Mucins, the main component of mucous, form a protective barrier and lubricant on our body surfaces such as the respiratory and digestive tracts. Humans secrete roughly one liter of mucins per day, which are released by specialized cells in a controlled manner to ensure the right quantity for proper bodily functions.

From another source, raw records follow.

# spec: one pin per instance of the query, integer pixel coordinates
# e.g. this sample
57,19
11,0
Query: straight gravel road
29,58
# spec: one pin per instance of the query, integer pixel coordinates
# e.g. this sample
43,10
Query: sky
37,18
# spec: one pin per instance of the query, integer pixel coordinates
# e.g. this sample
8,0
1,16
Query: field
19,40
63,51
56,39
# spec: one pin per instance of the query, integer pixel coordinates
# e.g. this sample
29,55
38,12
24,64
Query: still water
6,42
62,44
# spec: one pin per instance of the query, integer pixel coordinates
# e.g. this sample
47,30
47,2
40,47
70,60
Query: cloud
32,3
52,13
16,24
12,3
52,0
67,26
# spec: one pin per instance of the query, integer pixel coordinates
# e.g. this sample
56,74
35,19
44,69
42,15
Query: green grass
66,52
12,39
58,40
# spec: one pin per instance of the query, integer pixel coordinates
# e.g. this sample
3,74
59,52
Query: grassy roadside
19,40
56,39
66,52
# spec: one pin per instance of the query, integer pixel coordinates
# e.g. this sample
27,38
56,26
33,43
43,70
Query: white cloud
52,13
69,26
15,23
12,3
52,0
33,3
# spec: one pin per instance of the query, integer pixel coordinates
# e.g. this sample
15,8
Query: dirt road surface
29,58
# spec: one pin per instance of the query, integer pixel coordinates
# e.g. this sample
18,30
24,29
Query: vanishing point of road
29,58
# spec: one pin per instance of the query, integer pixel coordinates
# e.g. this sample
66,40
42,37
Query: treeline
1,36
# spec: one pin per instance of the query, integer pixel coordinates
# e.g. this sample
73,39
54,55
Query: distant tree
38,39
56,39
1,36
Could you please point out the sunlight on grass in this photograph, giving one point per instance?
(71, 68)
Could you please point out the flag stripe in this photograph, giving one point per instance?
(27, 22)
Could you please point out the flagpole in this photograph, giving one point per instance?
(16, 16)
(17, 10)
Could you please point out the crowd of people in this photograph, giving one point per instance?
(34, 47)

“An imbalance in mucin secretion, whether excessive or inadequate, can lead to respiratory and digestive tract diseases ranging from chronic obstructive pulmonary disease (COPD) to ulcerative colitis,” says José Wojnacki, first author of the study and postdoctoral researcher at the Center for Genomic Regulation “Similarly, insulin, a hormone secreted by the pancreas, is instrumental in the regulation of blood glucose levels. Defects in insulin production are the root cause of diabetes,” he adds.

Cells store proteins like mucins and insulin in sacs or “granules.” When the cell needs to release these substances, the granules attach to the cell’s outer layer, the membrane, and release their contents outside. The study found that a protein known as tetraspanin-8, present on the cell membrane, acts like a gatekeeper during secretion, deciding which granules containing mucin or insulin get to attach to the membrane and when.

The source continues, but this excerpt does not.